Kendi moda evini kurdu
1930'lardan 1940'lı yıllara kadar moda tasarımcısı Robert Piguet ile çalıştı. II. Dünya Savaşı sırasında askerlik hizmetini tamamladı ve ardından 1941'de Paris'i terk ederek güney Fransa'da meyvecilik yaptı. Ne var ki, savaşın bitimini beklemeden yeniden Paris'e döndü. 1942'de terhisinin ardından Lucien Lelong moda evinde çalışmaya başladı. Burada Pierre Balmain ile birlikte çalıştılar. II. Dünya Savaşı sırasında Nazi subaylarının ve Fransız işbirlikçilerinin hanımlarını giydiriyordu. 1946'da o dönem Fransa'nın en önemli tüccar ve sanayicilerinden biri olan tekstilci Marcel Boussac'ın maddi desteğiyle kendi moda evini kurdu.
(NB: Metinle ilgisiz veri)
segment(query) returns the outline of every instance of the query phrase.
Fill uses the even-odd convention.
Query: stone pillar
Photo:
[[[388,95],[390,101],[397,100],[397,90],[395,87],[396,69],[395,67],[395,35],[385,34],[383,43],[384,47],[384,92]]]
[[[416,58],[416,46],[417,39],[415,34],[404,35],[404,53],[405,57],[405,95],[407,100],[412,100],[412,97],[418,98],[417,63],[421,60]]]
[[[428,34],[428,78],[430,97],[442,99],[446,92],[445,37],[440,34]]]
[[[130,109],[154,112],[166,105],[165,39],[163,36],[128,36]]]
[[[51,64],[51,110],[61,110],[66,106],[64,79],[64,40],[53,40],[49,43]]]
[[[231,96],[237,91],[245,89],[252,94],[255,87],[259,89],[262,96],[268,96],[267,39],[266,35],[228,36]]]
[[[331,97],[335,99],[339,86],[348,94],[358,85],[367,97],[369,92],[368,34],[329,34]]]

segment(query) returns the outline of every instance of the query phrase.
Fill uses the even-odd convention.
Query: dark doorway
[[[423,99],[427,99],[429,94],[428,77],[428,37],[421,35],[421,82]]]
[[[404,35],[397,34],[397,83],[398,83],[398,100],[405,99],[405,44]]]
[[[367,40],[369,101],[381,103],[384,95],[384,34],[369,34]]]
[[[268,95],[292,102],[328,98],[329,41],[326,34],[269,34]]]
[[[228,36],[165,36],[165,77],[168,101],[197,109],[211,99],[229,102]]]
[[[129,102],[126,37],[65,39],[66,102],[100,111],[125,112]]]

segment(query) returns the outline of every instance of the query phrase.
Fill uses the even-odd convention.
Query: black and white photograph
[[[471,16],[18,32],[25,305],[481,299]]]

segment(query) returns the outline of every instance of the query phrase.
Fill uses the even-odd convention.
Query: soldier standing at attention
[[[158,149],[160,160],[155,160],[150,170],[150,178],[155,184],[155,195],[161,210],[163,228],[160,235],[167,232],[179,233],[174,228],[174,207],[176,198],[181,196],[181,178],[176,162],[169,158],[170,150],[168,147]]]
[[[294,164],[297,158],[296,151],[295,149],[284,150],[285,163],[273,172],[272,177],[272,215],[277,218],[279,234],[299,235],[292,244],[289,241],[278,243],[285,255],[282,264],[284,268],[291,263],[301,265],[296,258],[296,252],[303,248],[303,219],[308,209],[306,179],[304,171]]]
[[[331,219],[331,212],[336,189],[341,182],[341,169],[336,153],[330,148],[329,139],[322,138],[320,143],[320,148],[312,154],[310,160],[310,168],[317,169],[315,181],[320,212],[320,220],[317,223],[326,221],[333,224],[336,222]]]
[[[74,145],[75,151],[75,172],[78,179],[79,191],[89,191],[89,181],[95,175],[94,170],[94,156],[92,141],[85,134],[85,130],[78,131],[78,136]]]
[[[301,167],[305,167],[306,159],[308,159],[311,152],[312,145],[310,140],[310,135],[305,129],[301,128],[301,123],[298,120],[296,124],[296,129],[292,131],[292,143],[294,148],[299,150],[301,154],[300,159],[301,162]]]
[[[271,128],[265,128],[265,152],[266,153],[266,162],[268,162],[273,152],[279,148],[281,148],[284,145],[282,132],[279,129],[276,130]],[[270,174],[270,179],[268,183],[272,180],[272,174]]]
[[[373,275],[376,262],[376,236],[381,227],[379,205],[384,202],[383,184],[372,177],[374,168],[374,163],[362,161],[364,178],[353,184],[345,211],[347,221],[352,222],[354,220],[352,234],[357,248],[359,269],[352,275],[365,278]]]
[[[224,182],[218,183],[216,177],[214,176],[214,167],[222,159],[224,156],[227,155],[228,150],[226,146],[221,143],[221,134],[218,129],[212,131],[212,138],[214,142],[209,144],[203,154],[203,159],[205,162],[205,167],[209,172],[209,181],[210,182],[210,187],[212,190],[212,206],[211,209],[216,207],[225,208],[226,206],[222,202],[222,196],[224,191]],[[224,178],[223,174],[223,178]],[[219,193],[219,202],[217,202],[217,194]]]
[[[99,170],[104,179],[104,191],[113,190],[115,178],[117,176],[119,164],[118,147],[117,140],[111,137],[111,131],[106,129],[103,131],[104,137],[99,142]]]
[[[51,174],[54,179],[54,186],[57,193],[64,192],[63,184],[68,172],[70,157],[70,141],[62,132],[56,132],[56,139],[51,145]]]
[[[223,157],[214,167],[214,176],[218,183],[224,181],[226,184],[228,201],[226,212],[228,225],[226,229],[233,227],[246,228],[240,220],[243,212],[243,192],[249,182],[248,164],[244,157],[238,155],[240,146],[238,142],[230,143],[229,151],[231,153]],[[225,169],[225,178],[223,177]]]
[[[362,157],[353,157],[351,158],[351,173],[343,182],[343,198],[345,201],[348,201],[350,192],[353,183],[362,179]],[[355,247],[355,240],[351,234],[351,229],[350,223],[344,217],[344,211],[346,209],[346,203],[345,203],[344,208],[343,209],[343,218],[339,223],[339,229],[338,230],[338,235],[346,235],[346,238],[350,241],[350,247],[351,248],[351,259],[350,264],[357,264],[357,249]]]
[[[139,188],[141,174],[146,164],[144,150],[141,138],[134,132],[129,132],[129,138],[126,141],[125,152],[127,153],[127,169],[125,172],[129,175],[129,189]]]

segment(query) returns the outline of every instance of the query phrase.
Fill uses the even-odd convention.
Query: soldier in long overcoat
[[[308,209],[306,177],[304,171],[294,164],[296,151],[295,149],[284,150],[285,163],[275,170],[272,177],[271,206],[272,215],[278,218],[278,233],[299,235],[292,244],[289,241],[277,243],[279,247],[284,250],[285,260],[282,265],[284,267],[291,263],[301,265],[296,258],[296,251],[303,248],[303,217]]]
Paris'i yeniden modanın merkezi yaptı
Kariyerinin başlarında, Christian Dior tasarımları bacaklarını örttüğü için kadınlardan tepki aldı. Çünkü o dönemde bu boy ve ölçüler, kumaş yetersizliğine bağlı olarak ortaya çıkmış ve alışılmış değerlere uymuyordu. Paris'teki bir moda çekimi sırasında Dior'un tasarladığı kıyâfetler, aşırı kumaş sarfedildiği gerekçesi ile tepkiyle karşılandı. “Yeni Görünüm” kadın modasında devrim niteliğinde bir çığır açtı ve II. Dünya Savaşı sonrasında Paris’i yeniden modanın merkezi yaptı.
Christian Dior, 23 Ekim 1957'de İtalya'nın Montecatini Terme kentinde tatil sırasında geçirdiği kalp krizi sonucunda hayatını kaybetti. Kalp krizi geçirmesine neden olan birçok şey tartışılsa da kendi alanına yönelik dünyaya sağladığı katkılar kuşkusuz Dior’u çok farklı bir yerde konumlandırdı. Öyle ki günümüzde dahi ‘Dior’ ismi, önemli bir marka değeri olarak önümüzde duruyor.